Note on depends_on in flowgraph: The flowgraph CallEdgeAttrs type is a union of TriggeredEdgeAttrs and DependencyEdgeAttrs, matching the triggered and depends_on edge types. The requested_by edge type is a storage-layer concept for identity tracing that doesn't have a corresponding flowgraph edge type — it's persisted in the database but not modeled in the in-memory graph.

Transport Mapping

The call protocol is transport-agnostic. The TypedEventTarget plug point (same pattern as RedisEventTarget in the pubsub design) determines how events move:

Transport Use Case TypedEventTarget impl
In-process Local hub operations Browser EventTarget (default)
Redis Cross-process events (e.g., hub → all processes) RedisEventTarget
WebSocket Hub ↔ spoke bidirectional createWebSocketServerEventTarget (hub) / createWebSocketClientEventTarget (spoke) from @alkdev/pubsub

A WebSocketEventTarget implementing TypedEventTarget makes each spoke runner's websocket connection a live bidirectional channel. The hub dispatches call.requested over the socket; the runner sends call.responded/call.error back. Same protocol, same event shapes, same PendingRequestMap — just a different eventTarget.

What We Defer

  1. Full ujsx call templates — currently using hardcoded workflow sequences. @alkdev/flowgraph/component provides Operation, Sequential, Parallel, Conditional, Map components for declarative template definition, and GraphologyHostConfig + ReactiveHostConfig for rendering. We'll adopt these when workflow complexity justifies it.
  2. Graph visualization — API only, no Sigma.js UI
  3. Stream deduplicationValue.Hash({operationId, input}) deduplication for multiple subscribers to the same stream
  4. requested_by edge creation in flowgraph — the requested_by edge type is a storage-layer concept for identity tracing. It's persisted in call_graph_edges but not modeled in @alkdev/flowgraph's CallEdgeAttrs union. We may add it to flowgraph in the future.

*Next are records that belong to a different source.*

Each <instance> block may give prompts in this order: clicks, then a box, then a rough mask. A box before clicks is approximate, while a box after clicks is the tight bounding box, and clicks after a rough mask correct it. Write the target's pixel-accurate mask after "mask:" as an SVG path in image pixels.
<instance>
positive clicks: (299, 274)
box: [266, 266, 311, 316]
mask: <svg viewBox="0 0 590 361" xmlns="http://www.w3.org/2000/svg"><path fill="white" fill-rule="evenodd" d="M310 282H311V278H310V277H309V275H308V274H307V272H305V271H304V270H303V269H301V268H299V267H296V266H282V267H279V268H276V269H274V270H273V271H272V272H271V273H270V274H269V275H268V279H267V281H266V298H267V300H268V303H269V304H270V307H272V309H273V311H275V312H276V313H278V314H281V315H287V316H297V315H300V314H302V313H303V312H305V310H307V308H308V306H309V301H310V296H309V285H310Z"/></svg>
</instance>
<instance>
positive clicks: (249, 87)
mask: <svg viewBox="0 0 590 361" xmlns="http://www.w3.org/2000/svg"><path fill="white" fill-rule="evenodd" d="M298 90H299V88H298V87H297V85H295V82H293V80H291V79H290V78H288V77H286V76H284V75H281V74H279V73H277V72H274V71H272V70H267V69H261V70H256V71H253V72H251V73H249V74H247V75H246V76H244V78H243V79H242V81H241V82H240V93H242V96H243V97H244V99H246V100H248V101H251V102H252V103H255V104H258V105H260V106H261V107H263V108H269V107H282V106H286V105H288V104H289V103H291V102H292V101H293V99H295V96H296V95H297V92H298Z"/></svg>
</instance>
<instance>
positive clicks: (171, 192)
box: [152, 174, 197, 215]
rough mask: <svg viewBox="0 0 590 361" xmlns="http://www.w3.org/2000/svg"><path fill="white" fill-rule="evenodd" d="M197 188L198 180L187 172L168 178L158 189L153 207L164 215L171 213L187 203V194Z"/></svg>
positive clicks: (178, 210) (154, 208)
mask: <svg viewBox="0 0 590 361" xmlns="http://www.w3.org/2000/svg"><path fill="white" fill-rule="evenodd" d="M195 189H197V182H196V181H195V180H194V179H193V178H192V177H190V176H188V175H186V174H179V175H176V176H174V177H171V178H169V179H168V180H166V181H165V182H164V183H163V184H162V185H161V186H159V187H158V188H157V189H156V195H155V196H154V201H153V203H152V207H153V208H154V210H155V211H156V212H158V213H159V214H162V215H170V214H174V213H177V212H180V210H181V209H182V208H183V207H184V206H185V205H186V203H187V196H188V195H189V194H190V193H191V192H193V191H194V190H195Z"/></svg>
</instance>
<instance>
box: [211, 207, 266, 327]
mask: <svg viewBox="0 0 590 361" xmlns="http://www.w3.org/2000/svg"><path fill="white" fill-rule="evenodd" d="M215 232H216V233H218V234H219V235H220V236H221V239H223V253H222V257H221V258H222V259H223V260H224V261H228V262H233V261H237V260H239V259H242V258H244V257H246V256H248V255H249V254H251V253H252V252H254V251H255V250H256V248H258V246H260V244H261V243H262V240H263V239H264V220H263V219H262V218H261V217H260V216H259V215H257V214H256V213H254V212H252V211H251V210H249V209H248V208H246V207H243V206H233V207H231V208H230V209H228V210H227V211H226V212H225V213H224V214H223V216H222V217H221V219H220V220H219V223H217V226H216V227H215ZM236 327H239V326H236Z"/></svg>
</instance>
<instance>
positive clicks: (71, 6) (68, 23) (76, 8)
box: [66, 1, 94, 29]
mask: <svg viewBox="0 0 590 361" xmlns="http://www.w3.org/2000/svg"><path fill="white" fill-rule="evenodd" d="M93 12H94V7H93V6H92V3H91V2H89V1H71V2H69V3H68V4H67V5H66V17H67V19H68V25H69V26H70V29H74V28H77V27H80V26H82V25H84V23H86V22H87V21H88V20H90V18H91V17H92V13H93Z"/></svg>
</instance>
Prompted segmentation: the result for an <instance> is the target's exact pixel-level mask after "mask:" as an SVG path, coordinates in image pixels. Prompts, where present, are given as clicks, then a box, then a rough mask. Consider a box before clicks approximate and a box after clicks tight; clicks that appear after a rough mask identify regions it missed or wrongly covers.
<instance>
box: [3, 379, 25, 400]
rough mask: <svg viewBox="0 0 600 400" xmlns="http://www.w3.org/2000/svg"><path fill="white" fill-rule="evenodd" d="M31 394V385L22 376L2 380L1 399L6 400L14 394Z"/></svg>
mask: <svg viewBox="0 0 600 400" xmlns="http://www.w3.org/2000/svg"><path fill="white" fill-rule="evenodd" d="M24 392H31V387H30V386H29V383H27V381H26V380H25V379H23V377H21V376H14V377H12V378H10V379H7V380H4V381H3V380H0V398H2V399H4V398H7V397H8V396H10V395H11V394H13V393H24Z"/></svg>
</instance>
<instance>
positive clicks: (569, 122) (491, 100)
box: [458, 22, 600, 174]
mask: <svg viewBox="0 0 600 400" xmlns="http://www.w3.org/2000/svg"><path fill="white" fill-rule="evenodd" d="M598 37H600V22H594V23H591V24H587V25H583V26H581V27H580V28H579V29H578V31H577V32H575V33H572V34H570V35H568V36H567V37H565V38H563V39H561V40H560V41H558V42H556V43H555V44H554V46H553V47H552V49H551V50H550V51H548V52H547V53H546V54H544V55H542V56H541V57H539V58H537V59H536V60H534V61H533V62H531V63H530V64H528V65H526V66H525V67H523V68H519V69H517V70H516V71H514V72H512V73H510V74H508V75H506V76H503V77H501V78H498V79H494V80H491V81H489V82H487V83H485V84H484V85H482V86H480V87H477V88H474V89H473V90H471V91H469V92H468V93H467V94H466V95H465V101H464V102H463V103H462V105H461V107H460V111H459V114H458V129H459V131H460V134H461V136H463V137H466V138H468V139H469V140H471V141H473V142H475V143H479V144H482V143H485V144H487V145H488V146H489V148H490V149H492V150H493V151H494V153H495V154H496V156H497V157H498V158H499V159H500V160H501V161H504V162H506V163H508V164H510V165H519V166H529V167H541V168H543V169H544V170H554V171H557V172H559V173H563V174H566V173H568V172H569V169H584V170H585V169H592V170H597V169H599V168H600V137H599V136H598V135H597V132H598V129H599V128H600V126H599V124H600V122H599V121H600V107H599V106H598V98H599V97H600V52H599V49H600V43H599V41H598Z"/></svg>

The call protocol itself, PendingRequestMap, CallHandler, buildEnv dual-mode, call graph auto-tracking, and reactive workflow execution are in the initial implementation. They're not much code and they prevent the need to bolt on ad-hoc error handling and abort logic in every coordination operation.

Dependencies

@alkdev/flowgraph      # DAG construction, reactive execution, call/operation graphs, type-compat analysis
@alkdev/operations     # Call protocol, PendingRequestMap, CallHandler
@alkdev/pubsub         # Event transport (Redis, WebSocket, Worker)
@alkdev/taskgraph      # Task graph construction and analysis (for task management, not call graphs)

Why both @alkdev/flowgraph and @alkdev/taskgraph? @alkdev/taskgraph is a domain-specific library for task DAG construction with categorical estimates (scope, risk, impact), frontmatter parsing, and task-specific analysis (critical path, bottleneck detection, risk assessment). @alkdev/flowgraph is a general-purpose workflow graph library for call/operation DAGs with ujsx template composition and reactive execution. They both wrap graphology, but serve different domains. The hub uses @alkdev/taskgraph for task management and @alkdev/flowgraph for call graph and operation graph management.

Prior Art

The call protocol was adapted from ade_spoke's call protocol design (which was pubsub-agnostic). The key difference here is that websockets are the primary transport for hub-spoke communication rather than SSE. The call graph and operation graph are now implemented using @alkdev/flowgraph rather than raw graphology, which provides DAG enforcement, type-compatibility analysis, and reactive execution out of the box.